HEDC to update residents on recent work

Next weeks' First Friday art event will include a chance for residents to catch up with recent efforts by the Haines Economic Development Corporation, including work on a "community prospectus.'

The event is an HEDC open house 5-7 p.m. in the lobby of the Chilkat Center on Friday, May 6.

The prospectus is an online information guide designed to give prospective location-neutral workers curious about Haines a great first impression of the community. "The ultimate goal is to get them to move here," said HEDC executive director Lee Hart.

A representative from the team at Element Agency, the firm that designed and built the website, will be on hand. The same firm recently refreshed HEDC's website.

Representatives of some of the 15 local businesses that joined as partners in the HEDC's Pivot Program also will be on hand. The program was designed to help businesses improve marketing strategies and recover from issues related to the COVID-19 pandemic.

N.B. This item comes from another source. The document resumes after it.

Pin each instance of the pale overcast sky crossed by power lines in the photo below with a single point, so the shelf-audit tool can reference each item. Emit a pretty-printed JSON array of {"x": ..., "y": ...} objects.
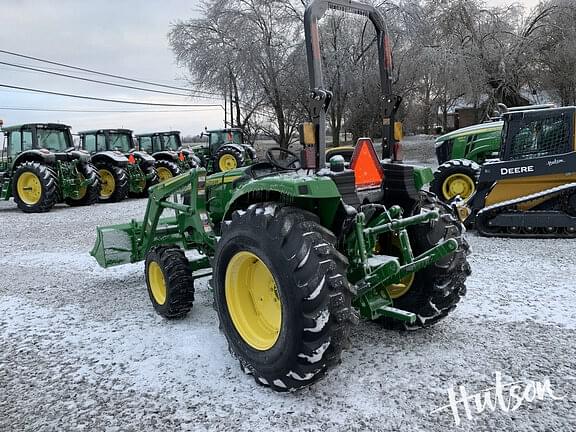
[{"x": 124, "y": 37}]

Partners will have information and products on display. Branding agency partner Aasman Brand Communication will also be on hand to showcase Pivot Program progress to date.

Businesses and organizations participating in the Pivot program included Adventure Harvest, Alaska Arts Confluence, Alaska Fjordlines, Body IQ, Clearwater Plumbing, Fairweather Ski Works, Foundation for the Chilkat Center for the Arts, Haines Huts and Trails, Josie's Bagels and Breads, Port Chilkoot Distilling Col, Rainbow Glacier Adventures, SEAK Expeditions, Sockeye Cycle, Southeast Alaska State Fair and Spruce and Birch.

Refreshments and libations will be served.

Amber Long features jewelry

A display of wrapped jewelry creations by crafter Amber Long will be featured at Port Chilkoot Distillery during the First Friday event.

Long said she was noodling around on YouTube and learned how to make coiled baskets, an indigenous tradition practiced in many parts of the world. But her basket took about a year to create.

Looking to create something on a smaller scale that could be completed more quickly, about two years ago she staring using the same technique using crochet thread and embroidery thread to create pendant necklaces and bracelets and other pieces.

"Generally (for baskets), people use yarn, but I wanted to do something finer than that, something smaller," Long said. "Jewelry is the twist."

She wraps threads around themselves, then anchors them, sometimes adding copper or brass bezel to create different squiggly or modernistic designs.

Long will have about 40 pieces on display at the distillery. She also makes concrete planter pots in geometric shapes and dabbles in painting.